Jan 16 12:15:46 fs-03 mount[1352]: unique: 2, opcode: STATFS (17), nodeid: 1, insize: 40, pid: 2577
Jan 16 12:15:46 fs-03 mount[1352]: statfs /
Jan 16 12:15:46 fs-03 mount[1352]: fuseNewConnect: failed to find Kerberos ticket cache file '/tmp/krb5cc_0'.  Did you remember to kinit for UID 0?
Jan 16 12:15:46 fs-03 mount[1352]: fuseConnect(usrname=root): fuseNewConnect failed with error code -13
Jan 16 12:15:46 fs-03 mount[1352]: fuseConnectAsThreadUid: failed to open a libhdfs connection!  error -13.
Jan 16 12:15:46 fs-03 mount[1352]:    unique: 2, error: -5 (Input/output error), outsize: 16

1 REPLY 1

avatar
New Contributor

It turns out I had some incorrect conceptions, but things still aren't happening as I'd like.

 

First, you can FUSE-mount the mountpoint, and let it sit there.
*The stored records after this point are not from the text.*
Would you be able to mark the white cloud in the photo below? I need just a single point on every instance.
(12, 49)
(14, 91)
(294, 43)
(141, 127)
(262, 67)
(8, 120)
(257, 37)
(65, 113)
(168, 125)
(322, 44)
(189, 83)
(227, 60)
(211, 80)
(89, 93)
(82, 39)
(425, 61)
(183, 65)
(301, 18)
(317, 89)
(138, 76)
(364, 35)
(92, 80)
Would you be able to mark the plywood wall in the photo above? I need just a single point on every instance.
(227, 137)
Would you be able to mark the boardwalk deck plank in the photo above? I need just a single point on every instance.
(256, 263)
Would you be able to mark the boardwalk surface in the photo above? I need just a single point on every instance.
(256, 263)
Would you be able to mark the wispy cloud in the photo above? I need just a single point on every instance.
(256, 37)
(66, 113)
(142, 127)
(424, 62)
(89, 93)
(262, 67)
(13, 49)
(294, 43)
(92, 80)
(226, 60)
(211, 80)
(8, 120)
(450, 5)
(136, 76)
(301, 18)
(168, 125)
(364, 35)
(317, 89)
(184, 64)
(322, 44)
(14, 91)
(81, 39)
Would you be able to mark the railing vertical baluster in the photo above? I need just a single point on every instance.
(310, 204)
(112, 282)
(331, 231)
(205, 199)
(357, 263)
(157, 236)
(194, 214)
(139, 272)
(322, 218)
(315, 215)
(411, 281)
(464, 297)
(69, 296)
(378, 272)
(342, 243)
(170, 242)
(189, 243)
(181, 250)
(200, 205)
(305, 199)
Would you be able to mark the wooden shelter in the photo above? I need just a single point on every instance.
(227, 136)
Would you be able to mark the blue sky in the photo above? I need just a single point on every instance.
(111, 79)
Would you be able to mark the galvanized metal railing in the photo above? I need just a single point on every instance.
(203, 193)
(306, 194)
Any user who tries to access it (root, demouser, demoadmin, ..) will try to use their own kerberos ticket to access the mountpoint.

unique: 6, opcode: GETATTR (3), nodeid: 1, insize: 56, pid: 18419
getattr /
fuseNewConnect: failed to find Kerberos ticket cache file '/tmp/krb5cc_0'.  Did you remember to kinit for UID 0?
fuseConnect(usrname=root): fuseNewConnect failed with error code -13
fuseConnectAsThreadUid: failed to open a libhdfs connection!  error -13.
   unique: 6, error: -5 (Input/output error), outsize: 16
unique: 7, opcode: GETATTR (3), nodeid: 1, insize: 56, pid: 18643
getattr /
hdfsBuilderConnect(forceNewInstance=1, nn=hdfs://optimusdata, port=0, kerbTicketCachePath=/tmp/krb5cc_1000, userName=demouser) error:
LoginException: Unable to obtain password from user
org.apache.hadoop.security.KerberosAuthException: failure to login: for principal: demouser using ticket cache file: /tmp/krb5cc_1000 javax.security.auth.login.LoginException: Unable to obtain password from user

        at org.apache.hadoop.security.UserGroupInformation.doSubjectLogin(UserGroupInformation.java:1846)
        ...
fuseNewConnect(usrname=demouser): Unable to create fs: error code 255
fuseConnect(usrname=demouser): fuseNewConnect failed with error code 255
fuseConnectAsThreadUid: failed to open a libhdfs connection!  error 255.
   unique: 15, error: -5 (Input/output error), outsize: 16

with mount option debug, it shows that the kerberos ticket that's attempted to be used is changing as each user does `ls /mnt/hdfs`.

 

Still, I want to use a service principal for Hadoop/kerberos access, and let the local system do user-based authentication (or even just expose the whole thing to any logged-in user, or use uid/gid mount options).

 

It feels like there is an error somewhere.

$ klist
Ticket cache: FILE:/tmp/krb5cc_1000
Default principal: hdfs/fs-03.internal.mydomain.com@INTERNAL.MYDOMAIN.COM 01/17/2019 14:36:23 krbtgt/INTERNAL.MYDOMAIN.COM@INTERNAL.MYDOMAIN.COM

 

klist shows that the principal for my user should be the HDFS service principal. It shows that the referenced kerberos ticket file does exist, and is being referenced. Nevertheless, the fuse client is trying to authenticate by the username 'demouser'. Does anyone know a way of changing this?